Tiffany Boarts
Research Engineer
Education
B.A., Mathematics, Washington and Jefferson College, 2002
B.S., Mechanical Engineering, Case Western Reserve University, 2002
M.S., Mechanical Engineering, Case Western Reserve University, 2004
Experience
Ms. Boarts joined MR&D in January 2004. Currently, she is evaluating processing stresses in carbon-carbon exit cones during carbonization, which result from thermal stress as well as thermochemical decomposition and pore pressure. The decomposition model can be determined from Thermogravimetric analysis data, by assuming the Arrhenius kinetic equation can describe the chemical reactions.

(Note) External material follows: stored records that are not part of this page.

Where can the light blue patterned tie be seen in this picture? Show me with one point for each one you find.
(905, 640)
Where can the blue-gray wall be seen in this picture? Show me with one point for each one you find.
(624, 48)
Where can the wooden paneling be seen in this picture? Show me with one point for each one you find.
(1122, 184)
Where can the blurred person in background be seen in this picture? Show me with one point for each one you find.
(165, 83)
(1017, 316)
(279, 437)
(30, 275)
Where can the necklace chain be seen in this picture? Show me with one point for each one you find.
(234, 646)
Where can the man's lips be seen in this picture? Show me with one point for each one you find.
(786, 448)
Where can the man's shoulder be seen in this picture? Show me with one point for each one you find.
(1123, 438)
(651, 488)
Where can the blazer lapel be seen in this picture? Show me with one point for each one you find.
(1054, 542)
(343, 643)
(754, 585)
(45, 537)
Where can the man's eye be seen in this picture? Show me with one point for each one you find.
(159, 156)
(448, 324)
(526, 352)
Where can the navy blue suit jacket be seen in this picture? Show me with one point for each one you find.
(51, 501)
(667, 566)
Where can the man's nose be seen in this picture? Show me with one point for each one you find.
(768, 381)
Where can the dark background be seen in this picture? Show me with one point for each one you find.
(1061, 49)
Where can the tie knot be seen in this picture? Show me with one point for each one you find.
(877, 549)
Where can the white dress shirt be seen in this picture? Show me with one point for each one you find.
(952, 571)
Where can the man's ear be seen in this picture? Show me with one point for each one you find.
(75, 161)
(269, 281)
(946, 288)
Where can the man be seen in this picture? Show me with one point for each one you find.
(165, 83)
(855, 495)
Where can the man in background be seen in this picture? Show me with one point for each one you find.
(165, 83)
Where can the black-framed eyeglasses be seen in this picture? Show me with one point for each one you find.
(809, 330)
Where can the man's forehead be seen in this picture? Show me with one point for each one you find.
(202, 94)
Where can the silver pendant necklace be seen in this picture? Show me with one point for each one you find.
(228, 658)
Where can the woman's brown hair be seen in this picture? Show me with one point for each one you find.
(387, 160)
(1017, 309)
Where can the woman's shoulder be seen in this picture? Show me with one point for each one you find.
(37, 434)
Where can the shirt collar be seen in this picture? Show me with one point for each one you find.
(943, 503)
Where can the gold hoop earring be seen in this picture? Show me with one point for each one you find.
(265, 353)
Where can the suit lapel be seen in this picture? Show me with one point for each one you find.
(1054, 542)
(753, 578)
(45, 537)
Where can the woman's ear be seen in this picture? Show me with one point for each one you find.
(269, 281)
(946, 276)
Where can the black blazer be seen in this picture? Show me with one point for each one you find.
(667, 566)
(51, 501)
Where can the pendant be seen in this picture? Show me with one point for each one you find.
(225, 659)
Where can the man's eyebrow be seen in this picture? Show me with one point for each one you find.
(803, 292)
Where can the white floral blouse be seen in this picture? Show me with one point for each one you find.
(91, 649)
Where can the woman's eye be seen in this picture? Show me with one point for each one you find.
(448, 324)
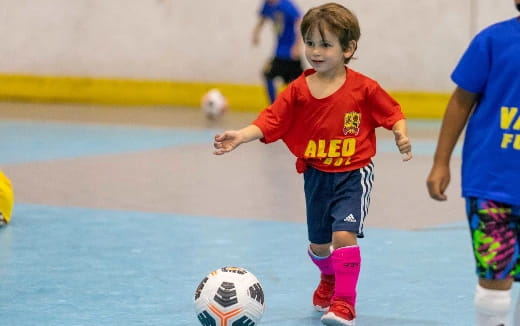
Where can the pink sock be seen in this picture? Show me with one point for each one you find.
(346, 262)
(323, 263)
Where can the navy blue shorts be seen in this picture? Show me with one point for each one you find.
(337, 201)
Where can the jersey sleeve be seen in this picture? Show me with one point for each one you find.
(275, 120)
(384, 108)
(471, 73)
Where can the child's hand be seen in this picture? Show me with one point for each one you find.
(404, 145)
(226, 142)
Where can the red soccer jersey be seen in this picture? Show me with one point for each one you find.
(335, 133)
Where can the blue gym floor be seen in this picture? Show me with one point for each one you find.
(84, 251)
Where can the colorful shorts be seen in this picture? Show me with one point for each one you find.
(495, 231)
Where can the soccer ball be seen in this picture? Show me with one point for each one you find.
(229, 296)
(213, 104)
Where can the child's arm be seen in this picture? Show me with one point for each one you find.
(457, 112)
(401, 140)
(229, 140)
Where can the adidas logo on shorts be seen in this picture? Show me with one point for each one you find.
(350, 218)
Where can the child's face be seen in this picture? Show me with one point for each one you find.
(325, 54)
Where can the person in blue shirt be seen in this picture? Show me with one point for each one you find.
(286, 62)
(487, 102)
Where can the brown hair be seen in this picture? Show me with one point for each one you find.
(335, 18)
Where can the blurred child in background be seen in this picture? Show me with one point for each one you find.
(285, 63)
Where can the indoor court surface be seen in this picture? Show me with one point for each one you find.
(120, 213)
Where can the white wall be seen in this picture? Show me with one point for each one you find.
(405, 44)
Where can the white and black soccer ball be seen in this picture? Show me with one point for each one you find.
(229, 296)
(213, 104)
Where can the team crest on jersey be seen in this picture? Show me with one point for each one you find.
(351, 123)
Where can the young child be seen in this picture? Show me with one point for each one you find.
(285, 63)
(488, 94)
(327, 118)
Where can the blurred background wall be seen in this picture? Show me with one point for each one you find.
(407, 45)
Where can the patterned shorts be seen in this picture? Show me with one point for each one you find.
(495, 231)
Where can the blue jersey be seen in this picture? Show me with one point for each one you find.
(284, 15)
(490, 67)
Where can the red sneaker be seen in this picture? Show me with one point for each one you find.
(324, 292)
(340, 314)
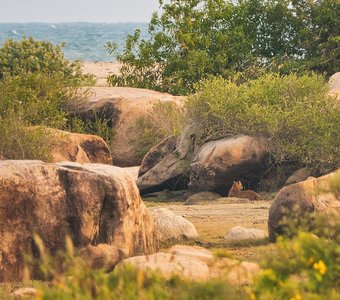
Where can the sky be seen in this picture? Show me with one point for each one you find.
(56, 11)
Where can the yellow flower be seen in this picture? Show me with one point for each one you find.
(320, 266)
(311, 260)
(296, 297)
(252, 296)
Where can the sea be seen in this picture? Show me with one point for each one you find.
(83, 41)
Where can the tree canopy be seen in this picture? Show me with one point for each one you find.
(191, 40)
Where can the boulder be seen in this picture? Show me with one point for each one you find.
(239, 233)
(165, 166)
(243, 274)
(299, 175)
(170, 226)
(76, 147)
(202, 196)
(300, 199)
(218, 163)
(169, 265)
(123, 106)
(166, 196)
(192, 251)
(102, 256)
(92, 203)
(195, 263)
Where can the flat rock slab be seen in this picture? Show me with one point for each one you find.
(239, 233)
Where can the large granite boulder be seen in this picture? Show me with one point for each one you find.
(170, 226)
(122, 106)
(76, 147)
(299, 175)
(300, 199)
(218, 163)
(195, 263)
(92, 203)
(165, 165)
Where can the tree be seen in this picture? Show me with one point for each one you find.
(191, 40)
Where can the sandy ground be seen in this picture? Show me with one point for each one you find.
(213, 220)
(101, 70)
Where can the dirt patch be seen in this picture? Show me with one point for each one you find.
(213, 219)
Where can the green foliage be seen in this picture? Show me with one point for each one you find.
(292, 112)
(193, 39)
(72, 278)
(38, 87)
(164, 120)
(306, 267)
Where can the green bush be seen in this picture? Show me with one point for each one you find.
(294, 113)
(29, 56)
(193, 39)
(306, 267)
(38, 87)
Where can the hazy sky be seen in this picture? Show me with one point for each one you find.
(53, 11)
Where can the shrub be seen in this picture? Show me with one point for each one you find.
(193, 39)
(306, 267)
(293, 112)
(38, 87)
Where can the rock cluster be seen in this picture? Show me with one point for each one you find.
(92, 203)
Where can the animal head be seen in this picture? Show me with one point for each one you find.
(237, 185)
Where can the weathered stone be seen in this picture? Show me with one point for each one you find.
(171, 226)
(102, 256)
(243, 274)
(300, 199)
(91, 203)
(195, 263)
(218, 163)
(166, 196)
(76, 147)
(122, 106)
(202, 196)
(157, 154)
(169, 265)
(168, 170)
(239, 233)
(299, 175)
(24, 293)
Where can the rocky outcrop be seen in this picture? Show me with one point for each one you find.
(218, 163)
(92, 203)
(299, 175)
(102, 256)
(122, 106)
(202, 196)
(239, 233)
(170, 226)
(165, 166)
(76, 147)
(300, 199)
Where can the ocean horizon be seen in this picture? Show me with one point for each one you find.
(84, 41)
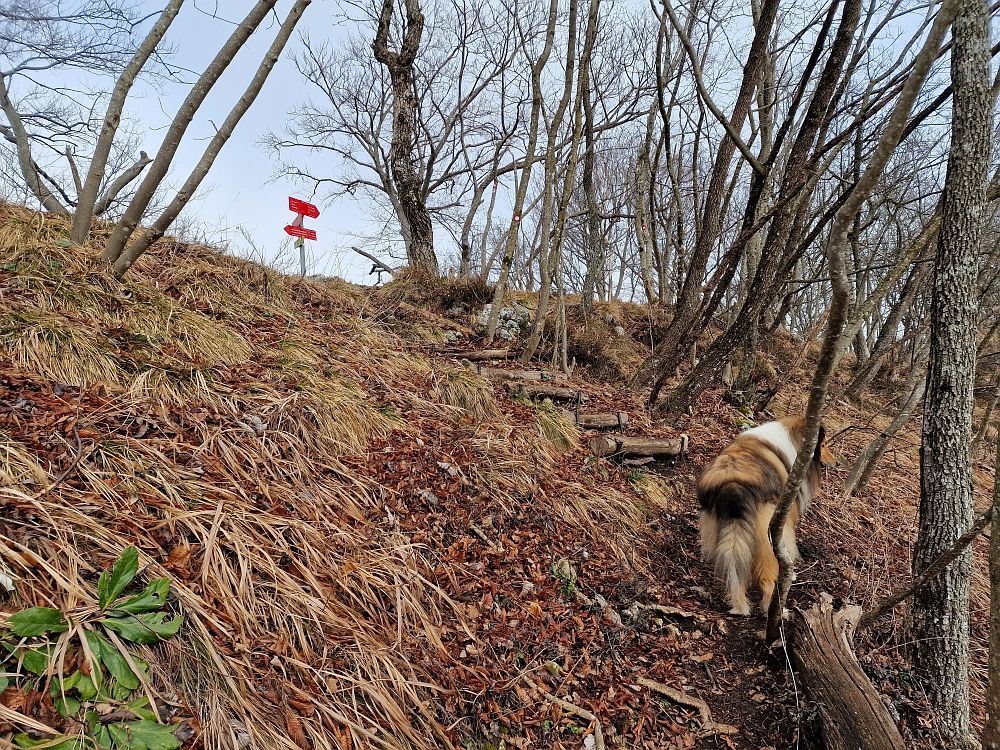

This decomposition model can then be used in the Process Environment Model (PEM) developed by Fred Clayton at SAIC to compute the transient pore pressures in the composite. She is also using PEM to perform decomposition and ablation analyses on C/Ph frustas for the Navy.
Ms. Boarts was also a member of the Space Shuttle Orbiter Wing Leading Edge RCC NOAX Repair team. She used TGA data to develop decomposition models for NOAX and used the models to develop a 1D MATLAB code that simulates decomposition and oxidation behavior of NOAX coupled with transient heat transfer for temperatures up to 1650°C.
Ms. Boarts has performed multiple heat transfer analyses for CMC hot structure control surfaces for next generation reusable launch vehicles. These heat transfer analyses primarily involved correlation of finite element model results to measured experimental data by refining previous models as well as investigating thermal boundary conditions in the test environment.
Prior to joining MR&D, Ms. Boarts performed her master’s thesis research in conjunction with NASA Glenn Research Center in Cleveland, Ohio. This research involved the investigation of slurry infiltrated fiberwoven SiC/SiC composite materials, coupling experimental and numerical approaches to develop a computational fluid dynamics model using FIDAP that identifies and optimizes essential elements of the infiltration process. A parametric numerical study modeled the infiltration process by incorporating variation on a d’Arcy permeability model within FIDAP.